Pourquoi le GATT n’a-t-il pas réussi à empêcher les guerres commerciales actuelles ?
Le GATT/OMC établit des règles mais ne peut empêcher totalement les violations. Les tensions commerciales actuelles (notamment entre les États-Unis et la Chine) exploitent souvent des zones grises du système, comme les exceptions de sécurité nationale ou les subventions indirectes difficiles à prouver. Le blocage de l’Organe d’appel de l’OMC depuis 2019 a également affaibli le système de règlement des différends, réduisant le coût politique des violations.
Le GATT s’applique-t-il au commerce numérique et au e-commerce ?
Les règles du GATT de 1947 ne mentionnent évidemment pas Internet ou le commerce électronique. Depuis 1998, les membres de l’OMC ont adopté un moratoire sur les droits de douane applicables aux transmissions électroniques, régulièrement renouvelé. Des négociations sont en cours depuis 2019 pour élaborer un accord spécifique sur le commerce électronique, mais aucun consensus n’a encore émergé sur des questions clés comme les flux de données transfrontaliers ou la localisation des serveurs.
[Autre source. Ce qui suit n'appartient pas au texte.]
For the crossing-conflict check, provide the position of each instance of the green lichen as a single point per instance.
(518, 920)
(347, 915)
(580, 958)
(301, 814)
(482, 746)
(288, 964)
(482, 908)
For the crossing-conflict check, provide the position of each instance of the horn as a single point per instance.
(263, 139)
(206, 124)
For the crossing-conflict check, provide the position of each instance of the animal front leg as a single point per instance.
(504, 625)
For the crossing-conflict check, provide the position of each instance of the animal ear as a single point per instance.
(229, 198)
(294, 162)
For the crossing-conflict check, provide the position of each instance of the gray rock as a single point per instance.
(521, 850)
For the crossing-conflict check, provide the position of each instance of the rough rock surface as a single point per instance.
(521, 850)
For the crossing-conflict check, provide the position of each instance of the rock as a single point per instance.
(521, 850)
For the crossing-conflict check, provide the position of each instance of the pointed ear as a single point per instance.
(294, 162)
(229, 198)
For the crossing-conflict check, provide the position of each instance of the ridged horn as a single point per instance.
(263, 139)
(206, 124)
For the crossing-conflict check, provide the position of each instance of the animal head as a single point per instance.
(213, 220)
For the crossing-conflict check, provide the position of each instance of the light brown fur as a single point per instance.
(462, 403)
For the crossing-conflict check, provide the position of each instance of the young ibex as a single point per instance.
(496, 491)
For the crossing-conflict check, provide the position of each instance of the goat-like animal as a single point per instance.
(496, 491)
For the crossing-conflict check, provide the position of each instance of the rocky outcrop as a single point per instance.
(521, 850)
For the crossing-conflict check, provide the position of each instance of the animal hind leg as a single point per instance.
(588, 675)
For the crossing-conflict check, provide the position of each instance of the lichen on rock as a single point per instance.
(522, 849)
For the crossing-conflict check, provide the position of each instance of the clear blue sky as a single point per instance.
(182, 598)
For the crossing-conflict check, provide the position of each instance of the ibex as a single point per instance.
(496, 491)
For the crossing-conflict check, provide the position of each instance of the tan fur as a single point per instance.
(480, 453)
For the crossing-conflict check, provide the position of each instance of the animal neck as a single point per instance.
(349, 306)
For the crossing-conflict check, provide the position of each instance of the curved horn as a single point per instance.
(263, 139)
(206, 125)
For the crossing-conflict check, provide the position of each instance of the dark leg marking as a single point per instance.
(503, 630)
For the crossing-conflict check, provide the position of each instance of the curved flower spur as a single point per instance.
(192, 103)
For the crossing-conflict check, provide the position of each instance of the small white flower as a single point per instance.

Comment le GATT traite-t-il les questions environnementales ?
Le GATT de 1947 ne contenait aucune disposition spécifique sur l’environnement. L’Article XX autorise cependant des exceptions pour protéger la santé humaine, animale ou végétale, et pour conserver les ressources naturelles épuisables. Ces exceptions ont été interprétées de manière évolutive par les panels et l’Organe d’appel pour permettre certaines mesures environnementales, à condition qu’elles ne constituent pas une discrimination arbitraire ou une restriction déguisée au commerce. Les débats actuels sur les ajustements carbone aux frontières testent les limites de cette flexibilité.